Scientists at Newcastle University (Newcastle upon Tyne, UK) used various molecular techniques to investigate the DNA and RNA of 654 patients enrolled in a leukemia trial. This included data from 231 people diagnosed with acute promyelocytic leukemia (APL).

The study revealed that patients with an abnormal variant of the CD95 gene have a substantially lower chance of survival, with just 64% of APL study participants with the variant surviving long-term, compared with 79% who have a normal version of the gene. Patients with the gene variant often failed to respond to treatment from the start and died from infection within weeks of diagnosis. Leukemia patients who fail to respond to chemotherapy are often susceptible to infections. It is difficult to predict which patients are at high risk of developing this life-threatening complication, and the scientists discovered that APL patients with the risk gene had a five times higher likelihood of dying from infection compared with patients with the more common version of the gene.

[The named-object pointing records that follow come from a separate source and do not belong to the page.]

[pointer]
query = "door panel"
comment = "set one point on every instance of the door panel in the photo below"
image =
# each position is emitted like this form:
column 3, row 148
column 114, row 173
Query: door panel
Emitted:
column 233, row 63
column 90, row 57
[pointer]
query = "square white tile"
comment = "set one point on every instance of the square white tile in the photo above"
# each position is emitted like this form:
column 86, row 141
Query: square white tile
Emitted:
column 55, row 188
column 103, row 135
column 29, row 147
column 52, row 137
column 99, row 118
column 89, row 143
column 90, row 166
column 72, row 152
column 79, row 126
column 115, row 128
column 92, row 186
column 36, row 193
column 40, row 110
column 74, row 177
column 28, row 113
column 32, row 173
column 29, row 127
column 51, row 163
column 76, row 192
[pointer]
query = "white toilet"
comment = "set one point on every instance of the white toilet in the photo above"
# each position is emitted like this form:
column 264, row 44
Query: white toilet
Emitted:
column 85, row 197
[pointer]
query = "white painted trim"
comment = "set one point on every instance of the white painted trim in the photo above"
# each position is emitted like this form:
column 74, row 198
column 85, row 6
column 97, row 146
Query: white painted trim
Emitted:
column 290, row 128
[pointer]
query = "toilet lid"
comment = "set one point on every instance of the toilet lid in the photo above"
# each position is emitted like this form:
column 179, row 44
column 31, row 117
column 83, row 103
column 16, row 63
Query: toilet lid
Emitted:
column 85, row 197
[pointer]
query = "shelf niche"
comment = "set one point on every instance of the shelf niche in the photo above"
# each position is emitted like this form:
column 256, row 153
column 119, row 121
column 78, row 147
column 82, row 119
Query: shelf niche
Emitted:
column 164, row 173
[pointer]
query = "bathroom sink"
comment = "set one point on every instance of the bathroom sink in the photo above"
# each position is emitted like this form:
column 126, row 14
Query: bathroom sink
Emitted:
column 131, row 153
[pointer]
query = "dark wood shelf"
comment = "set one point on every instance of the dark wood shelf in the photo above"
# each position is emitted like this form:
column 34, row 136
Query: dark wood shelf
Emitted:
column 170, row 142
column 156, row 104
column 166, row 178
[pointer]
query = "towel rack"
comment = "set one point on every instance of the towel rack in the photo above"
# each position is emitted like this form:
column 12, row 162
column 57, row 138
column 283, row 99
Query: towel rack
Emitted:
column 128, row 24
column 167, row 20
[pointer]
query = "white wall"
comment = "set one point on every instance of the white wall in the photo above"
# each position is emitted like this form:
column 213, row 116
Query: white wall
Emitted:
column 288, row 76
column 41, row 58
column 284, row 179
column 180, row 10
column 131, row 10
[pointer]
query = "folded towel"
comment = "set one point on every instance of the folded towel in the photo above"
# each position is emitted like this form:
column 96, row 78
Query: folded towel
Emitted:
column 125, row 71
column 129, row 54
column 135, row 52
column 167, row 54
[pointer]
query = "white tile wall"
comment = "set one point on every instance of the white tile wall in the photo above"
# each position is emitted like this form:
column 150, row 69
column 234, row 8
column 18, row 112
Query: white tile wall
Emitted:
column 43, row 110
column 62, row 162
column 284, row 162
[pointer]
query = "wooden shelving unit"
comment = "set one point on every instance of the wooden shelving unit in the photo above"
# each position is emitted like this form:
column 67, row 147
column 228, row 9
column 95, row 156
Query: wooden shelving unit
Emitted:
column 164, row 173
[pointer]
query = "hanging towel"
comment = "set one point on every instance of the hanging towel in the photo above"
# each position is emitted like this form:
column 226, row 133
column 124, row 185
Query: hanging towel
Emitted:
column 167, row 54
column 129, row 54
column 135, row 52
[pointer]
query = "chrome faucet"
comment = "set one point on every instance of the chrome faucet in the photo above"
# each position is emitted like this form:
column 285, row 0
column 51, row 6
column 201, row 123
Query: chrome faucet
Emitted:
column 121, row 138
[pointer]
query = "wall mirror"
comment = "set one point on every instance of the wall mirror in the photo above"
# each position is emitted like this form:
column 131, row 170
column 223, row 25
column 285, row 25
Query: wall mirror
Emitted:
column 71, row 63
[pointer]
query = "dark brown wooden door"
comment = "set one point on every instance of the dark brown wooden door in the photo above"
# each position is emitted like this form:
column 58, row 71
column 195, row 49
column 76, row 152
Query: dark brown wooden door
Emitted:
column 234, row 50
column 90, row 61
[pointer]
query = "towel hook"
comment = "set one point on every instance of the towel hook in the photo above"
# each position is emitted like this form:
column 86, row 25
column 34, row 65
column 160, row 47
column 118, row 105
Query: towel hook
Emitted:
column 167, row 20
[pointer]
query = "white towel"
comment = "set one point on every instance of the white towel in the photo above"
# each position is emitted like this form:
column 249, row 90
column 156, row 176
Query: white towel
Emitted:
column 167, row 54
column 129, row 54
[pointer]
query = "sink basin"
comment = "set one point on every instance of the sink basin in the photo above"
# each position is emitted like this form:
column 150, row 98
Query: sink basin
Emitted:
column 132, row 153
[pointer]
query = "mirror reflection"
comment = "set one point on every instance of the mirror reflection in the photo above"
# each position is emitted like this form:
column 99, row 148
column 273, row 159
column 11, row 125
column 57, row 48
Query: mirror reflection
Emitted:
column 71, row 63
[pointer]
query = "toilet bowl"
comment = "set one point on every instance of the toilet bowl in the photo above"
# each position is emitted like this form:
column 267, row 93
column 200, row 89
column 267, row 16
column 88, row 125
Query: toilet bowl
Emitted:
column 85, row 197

Molecular methods included in the study were the caspase-8 and caspase-3 cleavage assay using ligands from Enzo Life Sciences, (Farmingdale, NY, USA) and the Dual Luciferase Reporter Assay (Promega, Madison, WI, USA). James M. Allan, D.Phil., the senior author of the study, said, "By testing for the risk variant of the CD95 gene, we should now be able to help doctors identify those vulnerable patients at high risk of either not responding to chemotherapy or developing potentially fatal side effects from their treatment. These patients can then be treated differently to minimize the risk of a poor response." The study was published on January 12, 2012, in the journal Blood.